Le reste est d’une fierté moins féodale et plus chrétienne. Qu’on n’attribue ce voyage ni à la curiosité vaine, ni à l’intérêt matériel, ni à l’ambition politique : la foi l’a seule décidé. Elle inspire à Guillaume le vœu que les hommes, au lieu de s’obstiner dans des dissidences secondaires, se sentent enfin unis par les enseignemens de leur commun Sauveur, et que, mettant en pratique la plus constante de ses leçons, ils gardent entre les peuples la paix. Rien de plus noble que ces vœux et de plus opportun que leur expression. Quand ceux qui souhaitent peuvent ce qu’ils désirent, leurs souhaits deviennent des promesses. Si l’empereur du protestantisme n’est pas le maître de ramener dans les âmes l’unité des croyances, le chef militaire de l’Allemagne est le maître de déchaîner ou de prévenir la guerre dans le monde. Puisse-t-il se rappeler à Berlin les paroles de Jérusalem !

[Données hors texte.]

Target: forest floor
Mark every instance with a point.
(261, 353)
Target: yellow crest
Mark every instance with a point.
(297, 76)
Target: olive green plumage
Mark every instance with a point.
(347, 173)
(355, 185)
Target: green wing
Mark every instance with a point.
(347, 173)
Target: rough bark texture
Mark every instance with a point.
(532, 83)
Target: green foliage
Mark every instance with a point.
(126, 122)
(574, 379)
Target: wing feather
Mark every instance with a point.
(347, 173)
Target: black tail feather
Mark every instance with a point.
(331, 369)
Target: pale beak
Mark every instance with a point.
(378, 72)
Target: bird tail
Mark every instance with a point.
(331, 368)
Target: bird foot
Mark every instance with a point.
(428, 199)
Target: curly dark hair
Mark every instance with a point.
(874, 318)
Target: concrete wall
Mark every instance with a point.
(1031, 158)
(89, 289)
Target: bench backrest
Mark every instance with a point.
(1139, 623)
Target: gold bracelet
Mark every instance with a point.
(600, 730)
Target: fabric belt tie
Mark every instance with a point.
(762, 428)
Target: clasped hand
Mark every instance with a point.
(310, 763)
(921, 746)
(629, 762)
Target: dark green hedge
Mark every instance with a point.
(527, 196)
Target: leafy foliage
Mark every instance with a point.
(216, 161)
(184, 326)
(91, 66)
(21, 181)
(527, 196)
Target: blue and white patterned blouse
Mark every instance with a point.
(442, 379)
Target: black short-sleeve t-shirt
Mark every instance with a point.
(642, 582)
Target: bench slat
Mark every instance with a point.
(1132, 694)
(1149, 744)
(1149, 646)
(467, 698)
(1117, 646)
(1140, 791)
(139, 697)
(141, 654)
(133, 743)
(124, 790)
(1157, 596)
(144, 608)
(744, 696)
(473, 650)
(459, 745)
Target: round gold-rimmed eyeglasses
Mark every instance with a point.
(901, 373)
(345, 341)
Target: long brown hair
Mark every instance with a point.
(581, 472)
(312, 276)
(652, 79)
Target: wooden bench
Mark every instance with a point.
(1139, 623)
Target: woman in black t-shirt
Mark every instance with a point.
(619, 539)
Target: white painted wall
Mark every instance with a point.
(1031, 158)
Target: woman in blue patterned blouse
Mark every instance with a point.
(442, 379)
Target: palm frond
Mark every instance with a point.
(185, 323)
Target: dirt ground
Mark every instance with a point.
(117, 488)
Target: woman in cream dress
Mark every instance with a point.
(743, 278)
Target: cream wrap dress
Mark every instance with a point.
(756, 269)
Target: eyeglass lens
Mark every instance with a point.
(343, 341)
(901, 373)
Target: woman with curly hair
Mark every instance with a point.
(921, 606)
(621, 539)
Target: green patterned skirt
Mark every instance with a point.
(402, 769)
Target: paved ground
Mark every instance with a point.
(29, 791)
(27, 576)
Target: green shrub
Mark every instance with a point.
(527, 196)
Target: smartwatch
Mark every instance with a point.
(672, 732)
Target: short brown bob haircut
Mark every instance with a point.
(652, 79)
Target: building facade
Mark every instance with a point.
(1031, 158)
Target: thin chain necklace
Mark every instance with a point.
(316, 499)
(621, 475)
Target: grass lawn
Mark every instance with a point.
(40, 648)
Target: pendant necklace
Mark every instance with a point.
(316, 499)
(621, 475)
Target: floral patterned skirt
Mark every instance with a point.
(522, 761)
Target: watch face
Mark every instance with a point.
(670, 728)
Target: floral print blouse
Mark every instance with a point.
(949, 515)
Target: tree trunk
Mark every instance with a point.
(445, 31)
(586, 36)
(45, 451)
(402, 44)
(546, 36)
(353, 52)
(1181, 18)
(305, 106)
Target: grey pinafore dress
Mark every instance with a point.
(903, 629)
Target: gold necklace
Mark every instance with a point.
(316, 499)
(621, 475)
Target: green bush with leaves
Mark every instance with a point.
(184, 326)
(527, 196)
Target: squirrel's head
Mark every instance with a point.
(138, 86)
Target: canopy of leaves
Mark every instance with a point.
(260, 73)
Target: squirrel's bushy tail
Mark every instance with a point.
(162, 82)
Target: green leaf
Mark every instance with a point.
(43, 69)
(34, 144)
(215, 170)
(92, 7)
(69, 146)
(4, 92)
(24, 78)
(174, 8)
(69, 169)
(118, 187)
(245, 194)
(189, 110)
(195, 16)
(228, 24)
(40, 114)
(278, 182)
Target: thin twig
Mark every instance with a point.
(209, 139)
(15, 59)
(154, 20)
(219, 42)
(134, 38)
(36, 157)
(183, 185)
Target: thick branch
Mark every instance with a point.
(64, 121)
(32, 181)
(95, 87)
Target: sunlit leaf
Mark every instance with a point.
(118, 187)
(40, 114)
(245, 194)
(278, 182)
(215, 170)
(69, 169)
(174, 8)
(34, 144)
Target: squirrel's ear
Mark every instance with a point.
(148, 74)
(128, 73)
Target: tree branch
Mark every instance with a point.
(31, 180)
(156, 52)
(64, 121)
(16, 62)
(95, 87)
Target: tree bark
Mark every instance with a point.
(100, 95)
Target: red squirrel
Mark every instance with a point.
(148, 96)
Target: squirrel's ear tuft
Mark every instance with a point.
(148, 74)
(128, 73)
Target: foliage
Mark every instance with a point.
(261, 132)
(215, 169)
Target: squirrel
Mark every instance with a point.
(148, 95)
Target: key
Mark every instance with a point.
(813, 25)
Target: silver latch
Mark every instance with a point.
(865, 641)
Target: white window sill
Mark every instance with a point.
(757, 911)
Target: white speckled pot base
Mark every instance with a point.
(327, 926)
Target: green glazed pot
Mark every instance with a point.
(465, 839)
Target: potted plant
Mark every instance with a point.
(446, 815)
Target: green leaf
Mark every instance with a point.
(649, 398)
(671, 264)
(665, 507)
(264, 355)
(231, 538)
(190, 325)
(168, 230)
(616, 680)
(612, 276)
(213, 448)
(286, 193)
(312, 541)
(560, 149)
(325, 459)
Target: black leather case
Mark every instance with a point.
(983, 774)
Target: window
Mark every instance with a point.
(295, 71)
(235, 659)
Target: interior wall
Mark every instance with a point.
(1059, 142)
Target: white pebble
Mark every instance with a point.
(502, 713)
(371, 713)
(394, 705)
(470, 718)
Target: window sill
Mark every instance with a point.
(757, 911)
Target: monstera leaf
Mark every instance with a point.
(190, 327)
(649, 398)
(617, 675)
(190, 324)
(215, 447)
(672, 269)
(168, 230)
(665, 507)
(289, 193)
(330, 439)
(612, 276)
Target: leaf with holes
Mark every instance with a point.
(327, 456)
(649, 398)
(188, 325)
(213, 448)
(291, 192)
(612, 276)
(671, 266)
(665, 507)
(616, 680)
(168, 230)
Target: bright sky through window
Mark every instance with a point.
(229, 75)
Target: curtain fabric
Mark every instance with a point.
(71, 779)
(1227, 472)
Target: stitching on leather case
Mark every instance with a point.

La cérémonie a pris fin par le choral de Luther. Tantôt porté par l’orgue, et tantôt par les voix, il nous arrive sur la terrasse, et ce chant de foi nous émeut d’abord par sa fermeté grave et son ampleur triomphale. Mais le sublime, dit Longin, doit être court ; et le choral reprend tant de fois sa phrase qu’il finit par nous paraître long. Dans l’édifice beaucoup pensent de même, et, par les portes discrètement ouvertes, se glissent dehors. C’est ici, gardien de la grande clef, c’est ici qu’il fallait remplir votre office et, pour l’honneur du culte, enfermer à double tour vos coreligionnaires. Les plus nombreux des fuyards ne sont ni les femmes ni les officiers, ni les touristes allemands : ce sont les chevaliers de Saint-Jean. On sait que le choral a été inséré par Meyerbeer dans le dernier acte des Huguenots : c’est à son chant qu’ils expirent et il meurt avec eux. Tels, nos seigneurs à grande cape et à petit chapeau s’échappent un par un du temple. Mais ils ne fuient pas cette fois les arquebusades catholiques, c’est Luther lui-même qui les assassine. Sauvés d’avoir trop chaud, ils soulèvent par de grands soupirs leurs pourpoints héroïques, et cherchent dans leurs chausses, près de leurs longues épées, le mouchoir de batiste dont ils éventent leur chevalerie.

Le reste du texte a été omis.